Educational game and Intelligent Tutoring System that can be used in a Languages and Automata (Theory of Computation) course. Honors thesis for a Wellesley College Bachelor of Arts in Computer Science. Includes two activities spanning three "worlds" of increasing difficulty. Uses Bayesian Knowledge Tracing to estimate students' mastery of each activity and determine whether they are allowed to move to the next "world".
In this activity, students construct Deterministic Finite-State Automata (DFAs) to recognize a variety of regular languages.
The three "worlds" have associated difficulty levels of languages to recognize.
The student's DFA must end in an accept state for a sample string in the language, and end in a non-accept state for a sample string not in the language.
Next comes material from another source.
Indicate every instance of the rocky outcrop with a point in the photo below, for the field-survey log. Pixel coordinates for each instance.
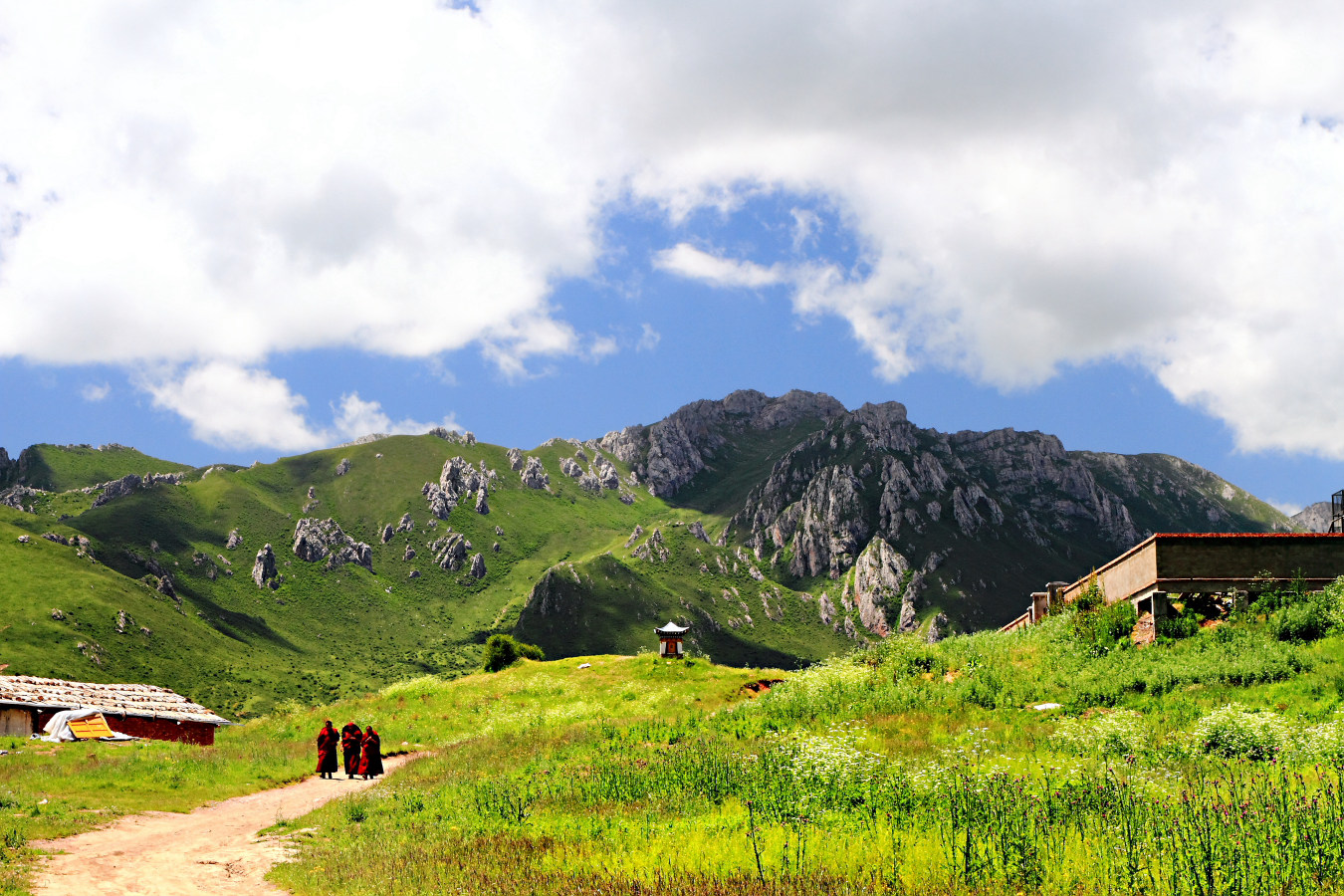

The system can generate hints using graph similarity and a Markov Decision Process:
- Cluster prior student DFAs for the same language by graph similarity.
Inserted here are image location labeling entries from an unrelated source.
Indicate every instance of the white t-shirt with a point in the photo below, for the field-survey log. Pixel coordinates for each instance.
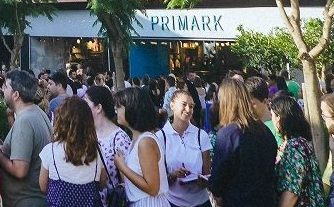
(185, 151)
(81, 174)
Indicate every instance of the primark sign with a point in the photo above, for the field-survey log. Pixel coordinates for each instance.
(181, 24)
(210, 24)
(187, 23)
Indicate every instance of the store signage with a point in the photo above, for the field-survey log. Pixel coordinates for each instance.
(209, 24)
(186, 23)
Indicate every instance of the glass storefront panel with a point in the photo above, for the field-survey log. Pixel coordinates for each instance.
(54, 53)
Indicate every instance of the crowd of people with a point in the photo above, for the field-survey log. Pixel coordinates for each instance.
(170, 141)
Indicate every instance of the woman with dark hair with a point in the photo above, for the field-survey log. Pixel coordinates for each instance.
(298, 175)
(187, 154)
(154, 92)
(272, 85)
(244, 155)
(110, 136)
(281, 84)
(71, 167)
(143, 169)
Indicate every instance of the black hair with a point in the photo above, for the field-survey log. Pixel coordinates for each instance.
(284, 74)
(136, 81)
(281, 93)
(281, 84)
(23, 82)
(40, 74)
(212, 92)
(101, 95)
(171, 81)
(59, 78)
(292, 120)
(272, 77)
(146, 80)
(198, 82)
(177, 93)
(257, 88)
(139, 109)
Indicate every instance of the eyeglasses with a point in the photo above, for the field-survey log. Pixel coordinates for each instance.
(325, 116)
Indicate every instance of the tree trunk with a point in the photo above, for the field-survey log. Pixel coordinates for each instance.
(15, 52)
(313, 105)
(117, 51)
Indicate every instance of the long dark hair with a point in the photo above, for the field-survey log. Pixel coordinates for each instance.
(74, 126)
(101, 95)
(292, 120)
(235, 106)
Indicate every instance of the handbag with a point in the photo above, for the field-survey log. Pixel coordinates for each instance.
(116, 196)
- Identify the cluster to which the student's current in-progress DFA belongs.
- Get all next steps that prior students took from the current graph cluster.
- Use an MDP to identify the next step that was most likely to lead to a correct final DFA.
In this activity, students make a series of choices to construct a proof using the pumping lemma that a given language is not regular. For example, one choice the student makes is to choose a reason why a particular string is a counterexample to the assertion that the language is regular.